Старшина Колбаковский. Старается говорить шепотом, но тенорку тесно, он
рвет шепот в клочья. Та-ак. Следовательно, старшина перестал дуться,
отмяк? Быстренько. Незлопамятный он, добрый? Или прикидывается таковым? А
выпить в самый раз, выпьешь - и от воспоминаний станет не так муторно.
- Налейте, старшина. Закусить есть?
- Конфетка.
- Давайте. Благодарю.
Колбаковский сперва подает мне фруктовую подушечку, а после,
покосившись по сторонам, незаметно плескает в пластмассовый стаканчик из
фляги.

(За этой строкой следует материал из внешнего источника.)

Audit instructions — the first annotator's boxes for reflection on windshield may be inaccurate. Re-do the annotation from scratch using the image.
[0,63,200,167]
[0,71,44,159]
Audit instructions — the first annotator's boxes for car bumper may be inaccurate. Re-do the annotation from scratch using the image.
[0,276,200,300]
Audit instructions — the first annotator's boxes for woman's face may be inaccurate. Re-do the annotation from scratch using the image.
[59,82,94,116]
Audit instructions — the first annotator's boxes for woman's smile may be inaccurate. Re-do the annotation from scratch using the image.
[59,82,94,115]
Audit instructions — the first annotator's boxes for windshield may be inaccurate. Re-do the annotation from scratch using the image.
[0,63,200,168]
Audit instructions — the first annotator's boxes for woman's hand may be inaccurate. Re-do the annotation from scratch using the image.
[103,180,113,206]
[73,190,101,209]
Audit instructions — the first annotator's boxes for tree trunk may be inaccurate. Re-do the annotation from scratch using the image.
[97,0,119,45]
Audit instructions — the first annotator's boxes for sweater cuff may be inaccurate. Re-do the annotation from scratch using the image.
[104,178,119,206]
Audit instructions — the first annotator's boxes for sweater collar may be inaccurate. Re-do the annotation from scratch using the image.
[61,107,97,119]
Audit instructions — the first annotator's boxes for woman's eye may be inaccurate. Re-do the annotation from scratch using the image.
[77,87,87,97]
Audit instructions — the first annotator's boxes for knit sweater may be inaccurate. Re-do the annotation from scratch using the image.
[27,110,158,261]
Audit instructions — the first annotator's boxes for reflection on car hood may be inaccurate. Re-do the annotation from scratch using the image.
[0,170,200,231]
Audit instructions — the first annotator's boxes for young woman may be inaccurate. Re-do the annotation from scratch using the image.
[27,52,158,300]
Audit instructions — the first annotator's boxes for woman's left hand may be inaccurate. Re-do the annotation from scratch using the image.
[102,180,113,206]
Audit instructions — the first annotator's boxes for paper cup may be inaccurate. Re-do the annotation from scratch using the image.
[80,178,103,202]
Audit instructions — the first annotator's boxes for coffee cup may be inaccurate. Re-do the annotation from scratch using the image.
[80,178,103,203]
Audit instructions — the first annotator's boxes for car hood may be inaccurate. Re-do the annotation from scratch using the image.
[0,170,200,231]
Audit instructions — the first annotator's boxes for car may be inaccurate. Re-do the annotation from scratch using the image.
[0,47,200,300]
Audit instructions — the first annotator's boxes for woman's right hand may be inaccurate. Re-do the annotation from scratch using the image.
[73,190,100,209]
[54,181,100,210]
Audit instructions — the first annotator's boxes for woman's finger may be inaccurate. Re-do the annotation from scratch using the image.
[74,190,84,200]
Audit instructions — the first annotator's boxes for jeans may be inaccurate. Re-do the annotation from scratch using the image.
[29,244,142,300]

Я уже не думаю о справедливости - надо бы фляжку разлить на всех, -
ибо это лишено смысла: поллитра на сорок человек. Опрокидываю терпкую
жидкость в пасть, проглатываю. Внутри все обжигает. Отдышавшись, заедаю
конфетой.
Старшина выпивает свою порцию, на звук определяет, сколько еще вина во
фляге, прячет ее в вещмешок. Да, это какое-то вино из трофейных, крепкое,
дерет. Ну, да нам не привыкать. На фронте нельзя было не пить. Легче все
переносилось. Но если сначала я пил, чтобы подольше туманило разум, то
затем стал пить, желая поскорей сбросить хмель, по принципу: быстрей
выпьешь - быстрей протрезвеешь. Это называется переводить добро, однако
мне действительно, когда пью, хочется поскорей приобрести ясность разума.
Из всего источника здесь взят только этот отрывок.